Situé à proximité immédiate de la gare de Chêne-Bourg (GE), l’immeuble Saphir est construit sur deux niveaux de sous-sols, dont le premier s’étend sur l’ensemble de l’espace entre la tranchée couverte du CEVA (liaison ferroviaire Cornavin Eaux-Vives Annemasse) et les bâtiments existants de la rue François-Perréard. Il comprend huit étages sur rez, pour une hauteur totale maximale d’un peu plus de 27 m. Les deux niveaux de sous-sols accueillent une galerie commerciale, les étages étant entièrement dédiés au logement.

Compte tenu de sa situation, le bâtiment est soumis aux vibrations engendrées par la circulation des trains, qui risquent de nuire au confort de ses habitants. Selon leur fréquence, ces vibrations seront ressenties soit comme des vibrations à proprement parler pour les fréquences relativement basses, soit sous forme de son, pour les fréquences plus élevées (à partir d’environ 25 Hz): ce qu’on appelle le bruit solidien.

Exigences légales pas garantes du confort des habitants

D’un point de vue légal, la Loi fédérale sur la protection de l’environnement (LPE) oblige un «pollueur» à limiter les émissions vibratoires vis-à-vis des riverains qui étaient là avant lui, mais ne dit rien des habitations nouvellement construites à proximité d’un «pollueur» préexistant. La pratique consiste toutefois à adopter une attitude similaire et à suivre la loi en respectant les valeurs fixées par la directive OFEV pour l’évaluation des vibrations et du son solidien des installations de transport sur rail (EVBSR), qui se réfère à la norme allemande DIN 4150-2.

Les valeurs limites de l’EVBSR sont fixées de manière à ce que les nuisances ne gênent pas «de manière sensible» la population, mais n’empêchent pas que les vibrations ou le bruit solidien soient ressentis. L’expérience montre en effet que le risque demeure, particulièrement lors du passage d’un train, que des vibrations soient perçues par les habitants, péjorant de la sorte la qualité de vie, et donc aussi la valeur immobilière des appartements. Afin d’y remédier, les ingénieurs ont proposé, en plus de l’évaluation selon les critères de l’EVBSR, de recourir à des valeurs cibles d’immission, permettant de tenir compte des exigences de confort dans les logements.

Dans le cas présent, étant donné que les voies du CEVA ont été construites sur des dalles flottantes, les critères de la directive EVBSR sont respectés, sans mesure de protection additionnelle côté bâtiment.
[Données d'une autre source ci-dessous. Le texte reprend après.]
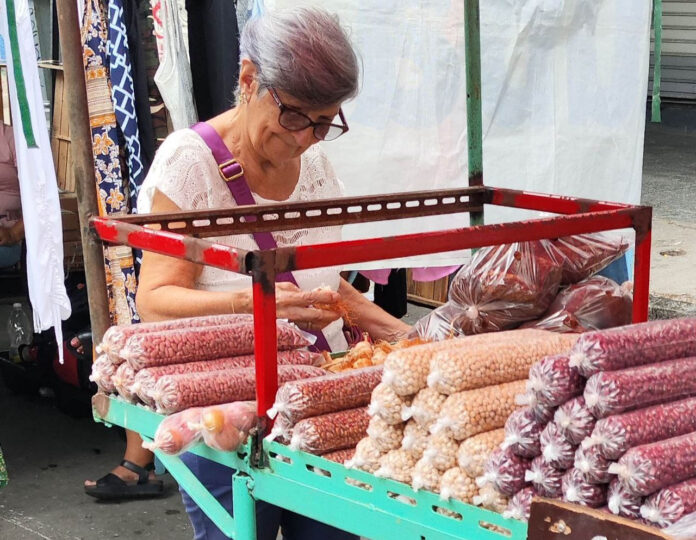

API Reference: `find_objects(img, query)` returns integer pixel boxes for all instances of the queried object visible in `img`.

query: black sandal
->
[84,460,164,500]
Toutefois, les valeurs du niveau sonore moyen Leq-passage pronostiquées pour le passage d’un train, comprises entre 34 et 40 dB(A), dépassent les valeurs cibles de nuit de 33 dB(A), même pour un confort «modeste»: le passage des trains risque clairement d’être perçu dans les logements.

Des logements sur le toit d’une gare

 

Face à la pénurie de logement, le plan directeur cantonal genevois insiste sur l’importance de densifier autour des points d’entrées des axes de mobilité douce du canton: les gares. Issus d’un concours sur présélection, les immeubles Saphir – 50 appartements en PPE – et son faux jumeau Tourmaline – 70 unités locatives, dont 15 pour des seniors – s’inscrivent dans le développement du plateau de la gare de Chêne-Bourg. Les deux immeubles poursuivent l’expression modulaire des émergences qui composent la halte de la ligne du CEVA, faites de grands cadres préfabriqués de verre et d’acier. La trame régulière est ici transposée en béton, une superposition de piliers massifs et de fines dalles. Les façades en retrait sont habillées de bois, renforçant la volonté des architectes d’abriter le programme domestique dans des «étagères urbaines».

 

L’immeuble Saphir, tronqué sur son pignon ouest afin de s’ouvrir sur la place de la gare, propose des appartements à l’espace libre traversant, ouverts en balcon sur le sud. Les typologies, qui vont du 2 p. au 5 p. genevois, sont caractérisées par un hall central autour duquel gravitent les sanitaires et les rangements, et dans le prolongement desquels s’orientent, au nord ou au sud, les chambres, les séjours et les cuisines, dont la subtile hiérarchisation spatiale – non prédéterminée par la structure – indique le programme. (Camille Claessens-Vallet)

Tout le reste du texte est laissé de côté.